Saturday, December 12, 2009

What was I thinking?!?!?

This was the question that kept running through my head on Thursday.

I was going for dinner...no, a feast,  with two friends at a favourite Malaysian restaurant.  I was going to go to the gym.  And today was the day for Week One Day Two of my Learn to Run program.....

Problem was, my legs hurt.  My bum hurt. I hurt and I was tired and I woke with a headache (my pillows were too high and I slept at an odd angle).  In my head I whined and whined and whined....I had every justification to not go.  Problem was, I really want to do this 5km run.  I do.

I grabbed lunch and committed to drop my mom at the mall for some Christmas shopping...I would go to the gym, do my running program and then be back to at the scheduled time to pick her up.  Now I had done it --- I had to go...can't lie to your mom, can you?
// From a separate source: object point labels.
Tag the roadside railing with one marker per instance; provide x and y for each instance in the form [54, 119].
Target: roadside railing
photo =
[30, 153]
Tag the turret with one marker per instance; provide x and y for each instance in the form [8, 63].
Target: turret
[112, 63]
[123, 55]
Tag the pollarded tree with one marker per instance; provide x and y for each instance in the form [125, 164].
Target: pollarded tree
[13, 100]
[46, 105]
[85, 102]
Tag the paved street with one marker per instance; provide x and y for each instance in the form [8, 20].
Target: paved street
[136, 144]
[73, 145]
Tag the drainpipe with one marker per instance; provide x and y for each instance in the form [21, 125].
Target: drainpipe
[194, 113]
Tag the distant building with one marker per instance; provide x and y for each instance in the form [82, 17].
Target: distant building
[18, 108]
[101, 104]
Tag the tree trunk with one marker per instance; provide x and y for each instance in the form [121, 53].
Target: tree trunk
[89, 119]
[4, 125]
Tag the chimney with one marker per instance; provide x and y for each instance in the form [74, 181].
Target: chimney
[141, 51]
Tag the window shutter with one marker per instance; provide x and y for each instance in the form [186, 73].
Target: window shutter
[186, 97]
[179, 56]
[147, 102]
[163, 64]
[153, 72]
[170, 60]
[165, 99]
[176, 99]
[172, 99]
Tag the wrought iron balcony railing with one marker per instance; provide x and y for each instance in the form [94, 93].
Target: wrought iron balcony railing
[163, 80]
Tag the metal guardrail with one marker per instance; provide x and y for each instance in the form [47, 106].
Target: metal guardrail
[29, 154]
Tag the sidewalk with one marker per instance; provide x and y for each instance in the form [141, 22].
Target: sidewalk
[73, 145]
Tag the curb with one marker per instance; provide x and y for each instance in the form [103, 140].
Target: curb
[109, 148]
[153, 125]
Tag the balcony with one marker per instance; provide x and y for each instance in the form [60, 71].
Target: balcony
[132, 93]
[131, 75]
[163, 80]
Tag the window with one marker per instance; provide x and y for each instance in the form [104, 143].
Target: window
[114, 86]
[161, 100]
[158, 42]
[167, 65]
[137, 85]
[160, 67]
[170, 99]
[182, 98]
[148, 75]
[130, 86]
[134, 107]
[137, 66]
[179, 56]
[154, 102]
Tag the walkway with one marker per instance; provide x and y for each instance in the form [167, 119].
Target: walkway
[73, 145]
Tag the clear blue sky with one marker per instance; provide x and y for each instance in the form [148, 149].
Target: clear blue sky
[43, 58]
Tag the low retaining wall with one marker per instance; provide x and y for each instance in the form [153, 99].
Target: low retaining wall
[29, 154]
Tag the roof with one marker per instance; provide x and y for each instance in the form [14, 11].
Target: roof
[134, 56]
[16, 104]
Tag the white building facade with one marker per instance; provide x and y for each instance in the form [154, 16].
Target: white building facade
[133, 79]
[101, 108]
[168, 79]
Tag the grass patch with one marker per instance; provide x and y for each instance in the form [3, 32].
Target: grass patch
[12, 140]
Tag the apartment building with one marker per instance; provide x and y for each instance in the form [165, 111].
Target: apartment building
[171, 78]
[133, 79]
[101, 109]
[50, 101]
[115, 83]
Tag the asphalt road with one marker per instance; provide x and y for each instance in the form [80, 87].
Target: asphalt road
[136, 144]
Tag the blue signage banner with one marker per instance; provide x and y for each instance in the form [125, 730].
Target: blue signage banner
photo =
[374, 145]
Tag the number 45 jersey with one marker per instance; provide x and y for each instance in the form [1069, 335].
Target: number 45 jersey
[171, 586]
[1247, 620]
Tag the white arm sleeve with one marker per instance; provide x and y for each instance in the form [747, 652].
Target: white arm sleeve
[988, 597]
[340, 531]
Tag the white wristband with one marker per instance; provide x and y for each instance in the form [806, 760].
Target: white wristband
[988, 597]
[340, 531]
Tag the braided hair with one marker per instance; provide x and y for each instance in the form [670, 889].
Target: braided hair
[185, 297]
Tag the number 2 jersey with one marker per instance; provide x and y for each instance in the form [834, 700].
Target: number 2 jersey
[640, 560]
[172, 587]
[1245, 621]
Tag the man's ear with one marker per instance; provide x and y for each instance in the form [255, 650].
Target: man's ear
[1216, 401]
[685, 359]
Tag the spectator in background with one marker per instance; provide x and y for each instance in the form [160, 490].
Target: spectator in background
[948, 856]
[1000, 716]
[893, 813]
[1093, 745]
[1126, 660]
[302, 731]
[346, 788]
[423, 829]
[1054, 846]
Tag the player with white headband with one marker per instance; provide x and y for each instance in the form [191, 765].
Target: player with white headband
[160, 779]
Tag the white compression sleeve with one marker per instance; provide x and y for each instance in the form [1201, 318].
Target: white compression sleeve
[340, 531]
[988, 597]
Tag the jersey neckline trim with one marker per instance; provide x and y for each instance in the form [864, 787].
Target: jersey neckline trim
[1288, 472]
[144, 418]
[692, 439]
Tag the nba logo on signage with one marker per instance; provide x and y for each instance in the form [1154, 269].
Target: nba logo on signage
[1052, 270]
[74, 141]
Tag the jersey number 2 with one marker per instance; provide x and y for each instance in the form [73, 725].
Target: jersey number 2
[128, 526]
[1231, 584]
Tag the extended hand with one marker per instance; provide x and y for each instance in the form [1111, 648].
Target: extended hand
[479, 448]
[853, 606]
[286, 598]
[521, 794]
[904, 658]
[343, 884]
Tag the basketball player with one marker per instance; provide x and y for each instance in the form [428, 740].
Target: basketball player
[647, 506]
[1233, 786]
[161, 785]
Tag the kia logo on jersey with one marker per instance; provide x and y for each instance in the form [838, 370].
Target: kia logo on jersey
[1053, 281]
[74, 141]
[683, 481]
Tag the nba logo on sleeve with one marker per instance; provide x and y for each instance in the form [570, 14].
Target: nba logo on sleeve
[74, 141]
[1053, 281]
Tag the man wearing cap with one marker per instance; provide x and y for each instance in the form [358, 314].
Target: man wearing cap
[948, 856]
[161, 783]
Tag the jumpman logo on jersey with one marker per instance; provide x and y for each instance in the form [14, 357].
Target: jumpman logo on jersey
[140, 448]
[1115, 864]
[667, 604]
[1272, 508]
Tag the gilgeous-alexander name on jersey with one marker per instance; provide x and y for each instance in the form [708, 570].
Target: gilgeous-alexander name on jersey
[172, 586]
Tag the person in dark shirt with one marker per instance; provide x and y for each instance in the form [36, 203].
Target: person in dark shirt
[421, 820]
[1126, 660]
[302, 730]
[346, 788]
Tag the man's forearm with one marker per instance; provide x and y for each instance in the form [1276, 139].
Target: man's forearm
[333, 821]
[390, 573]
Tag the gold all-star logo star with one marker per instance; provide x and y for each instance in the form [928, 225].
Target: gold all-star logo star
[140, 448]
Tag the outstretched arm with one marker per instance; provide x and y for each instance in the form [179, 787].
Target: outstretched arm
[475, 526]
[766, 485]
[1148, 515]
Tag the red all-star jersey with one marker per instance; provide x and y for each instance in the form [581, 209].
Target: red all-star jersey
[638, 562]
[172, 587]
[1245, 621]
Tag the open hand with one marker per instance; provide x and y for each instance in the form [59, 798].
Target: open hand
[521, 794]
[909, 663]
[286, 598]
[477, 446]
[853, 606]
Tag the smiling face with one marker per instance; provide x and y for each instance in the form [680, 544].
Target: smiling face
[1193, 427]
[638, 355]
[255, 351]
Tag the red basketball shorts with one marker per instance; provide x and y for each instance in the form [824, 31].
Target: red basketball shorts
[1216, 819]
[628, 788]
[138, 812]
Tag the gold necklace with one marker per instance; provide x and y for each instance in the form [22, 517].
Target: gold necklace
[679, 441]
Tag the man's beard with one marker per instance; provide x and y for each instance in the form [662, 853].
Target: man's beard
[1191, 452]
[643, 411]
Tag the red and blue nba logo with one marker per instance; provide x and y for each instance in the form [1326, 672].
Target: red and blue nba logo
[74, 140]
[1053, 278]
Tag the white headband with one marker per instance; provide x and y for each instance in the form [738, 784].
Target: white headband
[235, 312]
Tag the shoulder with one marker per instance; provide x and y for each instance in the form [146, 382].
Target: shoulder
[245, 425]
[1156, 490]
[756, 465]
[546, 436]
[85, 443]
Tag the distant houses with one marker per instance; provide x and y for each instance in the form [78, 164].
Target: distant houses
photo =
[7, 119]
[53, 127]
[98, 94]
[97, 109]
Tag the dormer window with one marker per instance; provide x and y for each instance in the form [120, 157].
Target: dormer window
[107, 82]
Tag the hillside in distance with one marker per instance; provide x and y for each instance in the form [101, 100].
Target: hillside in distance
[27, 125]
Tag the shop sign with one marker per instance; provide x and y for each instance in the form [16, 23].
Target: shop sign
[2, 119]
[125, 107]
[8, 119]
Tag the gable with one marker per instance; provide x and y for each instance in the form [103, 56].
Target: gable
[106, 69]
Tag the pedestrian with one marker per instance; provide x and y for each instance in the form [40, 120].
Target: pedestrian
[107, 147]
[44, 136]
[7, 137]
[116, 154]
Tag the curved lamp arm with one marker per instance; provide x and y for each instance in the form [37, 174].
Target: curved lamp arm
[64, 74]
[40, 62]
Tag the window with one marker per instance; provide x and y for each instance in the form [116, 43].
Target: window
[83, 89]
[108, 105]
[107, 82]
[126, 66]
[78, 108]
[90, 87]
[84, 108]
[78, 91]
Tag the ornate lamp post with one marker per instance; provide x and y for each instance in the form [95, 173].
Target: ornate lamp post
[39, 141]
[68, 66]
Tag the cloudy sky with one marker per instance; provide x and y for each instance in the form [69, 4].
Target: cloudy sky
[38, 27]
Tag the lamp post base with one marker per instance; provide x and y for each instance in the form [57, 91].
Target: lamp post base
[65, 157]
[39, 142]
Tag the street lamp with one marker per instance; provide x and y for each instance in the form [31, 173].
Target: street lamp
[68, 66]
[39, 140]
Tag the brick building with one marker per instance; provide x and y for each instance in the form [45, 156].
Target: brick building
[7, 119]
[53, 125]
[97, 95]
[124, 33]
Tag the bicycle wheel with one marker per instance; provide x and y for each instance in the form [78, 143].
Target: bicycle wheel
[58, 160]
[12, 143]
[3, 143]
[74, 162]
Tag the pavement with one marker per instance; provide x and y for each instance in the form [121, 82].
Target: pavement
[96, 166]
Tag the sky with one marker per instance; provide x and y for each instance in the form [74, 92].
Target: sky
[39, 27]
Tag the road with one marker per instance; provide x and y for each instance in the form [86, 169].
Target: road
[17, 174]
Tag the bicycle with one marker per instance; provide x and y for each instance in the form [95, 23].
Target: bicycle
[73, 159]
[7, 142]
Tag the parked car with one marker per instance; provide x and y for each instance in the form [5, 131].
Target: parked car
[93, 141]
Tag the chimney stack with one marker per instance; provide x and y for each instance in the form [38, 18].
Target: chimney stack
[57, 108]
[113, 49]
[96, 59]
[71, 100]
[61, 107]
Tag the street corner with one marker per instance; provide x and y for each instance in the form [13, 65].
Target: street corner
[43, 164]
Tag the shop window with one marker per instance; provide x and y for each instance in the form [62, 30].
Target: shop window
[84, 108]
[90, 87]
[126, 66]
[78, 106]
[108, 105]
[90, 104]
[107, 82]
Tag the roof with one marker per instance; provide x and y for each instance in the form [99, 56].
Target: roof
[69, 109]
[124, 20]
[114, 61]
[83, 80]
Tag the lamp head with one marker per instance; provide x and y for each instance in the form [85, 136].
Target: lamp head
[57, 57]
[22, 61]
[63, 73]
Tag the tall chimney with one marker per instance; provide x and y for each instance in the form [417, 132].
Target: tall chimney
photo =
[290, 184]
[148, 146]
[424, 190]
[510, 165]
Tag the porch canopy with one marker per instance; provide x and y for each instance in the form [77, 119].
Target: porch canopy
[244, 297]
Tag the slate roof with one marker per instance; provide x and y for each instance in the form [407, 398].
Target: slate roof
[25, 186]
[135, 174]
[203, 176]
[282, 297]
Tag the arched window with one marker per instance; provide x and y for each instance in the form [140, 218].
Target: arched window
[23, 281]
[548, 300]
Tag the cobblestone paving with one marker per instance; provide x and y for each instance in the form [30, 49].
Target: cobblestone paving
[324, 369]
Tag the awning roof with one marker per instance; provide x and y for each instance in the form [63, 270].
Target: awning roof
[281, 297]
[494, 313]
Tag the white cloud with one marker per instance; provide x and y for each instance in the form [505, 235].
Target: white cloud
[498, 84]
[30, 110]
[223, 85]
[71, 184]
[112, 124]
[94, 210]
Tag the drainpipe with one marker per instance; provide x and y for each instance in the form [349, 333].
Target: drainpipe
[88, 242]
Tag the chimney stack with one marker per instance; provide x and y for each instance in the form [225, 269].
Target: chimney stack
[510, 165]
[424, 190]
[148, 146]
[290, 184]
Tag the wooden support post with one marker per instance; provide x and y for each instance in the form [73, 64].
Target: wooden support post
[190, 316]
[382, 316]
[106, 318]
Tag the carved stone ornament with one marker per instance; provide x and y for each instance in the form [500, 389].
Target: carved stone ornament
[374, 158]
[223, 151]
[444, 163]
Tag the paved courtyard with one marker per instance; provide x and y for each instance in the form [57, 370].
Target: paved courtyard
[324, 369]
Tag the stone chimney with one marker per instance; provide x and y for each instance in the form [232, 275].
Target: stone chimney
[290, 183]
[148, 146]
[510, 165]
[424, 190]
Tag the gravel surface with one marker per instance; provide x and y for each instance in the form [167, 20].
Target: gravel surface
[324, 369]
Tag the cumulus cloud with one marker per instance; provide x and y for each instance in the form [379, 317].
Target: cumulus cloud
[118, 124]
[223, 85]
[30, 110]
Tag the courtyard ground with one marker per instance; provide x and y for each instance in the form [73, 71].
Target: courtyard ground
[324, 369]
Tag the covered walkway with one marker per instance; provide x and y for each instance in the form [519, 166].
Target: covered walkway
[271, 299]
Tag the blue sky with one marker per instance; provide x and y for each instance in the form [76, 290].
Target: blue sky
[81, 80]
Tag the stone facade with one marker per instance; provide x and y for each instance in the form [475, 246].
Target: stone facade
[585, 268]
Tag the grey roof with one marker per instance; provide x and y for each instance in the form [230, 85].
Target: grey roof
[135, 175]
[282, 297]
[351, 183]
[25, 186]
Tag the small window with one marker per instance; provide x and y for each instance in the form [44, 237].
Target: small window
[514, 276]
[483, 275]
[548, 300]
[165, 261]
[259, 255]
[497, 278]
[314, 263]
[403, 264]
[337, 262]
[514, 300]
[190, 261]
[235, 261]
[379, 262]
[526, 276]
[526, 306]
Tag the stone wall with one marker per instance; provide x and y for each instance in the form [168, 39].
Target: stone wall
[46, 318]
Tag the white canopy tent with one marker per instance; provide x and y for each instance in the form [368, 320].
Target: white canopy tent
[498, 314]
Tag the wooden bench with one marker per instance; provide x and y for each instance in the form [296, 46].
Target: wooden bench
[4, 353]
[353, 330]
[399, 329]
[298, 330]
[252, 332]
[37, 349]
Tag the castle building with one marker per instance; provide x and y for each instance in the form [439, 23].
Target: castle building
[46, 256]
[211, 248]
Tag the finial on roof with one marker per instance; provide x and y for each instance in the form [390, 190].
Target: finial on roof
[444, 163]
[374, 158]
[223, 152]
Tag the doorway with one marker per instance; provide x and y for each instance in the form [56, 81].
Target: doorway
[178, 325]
Off I went.  I got changed, started a motivating tune on my iPod and entered the settings on the treadmill..I used the same one as last time.  The first five minutes were fine but every one of the running minutes were killer!  I am certain time slowed to half time for each of them.  I kept thinking I can't do this.  What ever possessed me to tell people what I was doing....what have I done?!?!?!

Somehow, my stubborn streak kicked in and I made it through all 26 minutes, but it was so very tough.  Much tougher than the first session.  Just torturous.

Even after I was done, all I wanted to do was have a nap.  I was proud of what I had accomplished but terrified of this project.  For the first time, I was scared as to whether or not I would be able to accomplish it.

Rosanna, the fitness coordinator at the gym told me it only gets easier from here but I am not sure I believe her yet.  I decided I would have to come back at least once to see if she was telling the truth.

Home, shower and off to enjoy a delicious, well earned dinner with great friends!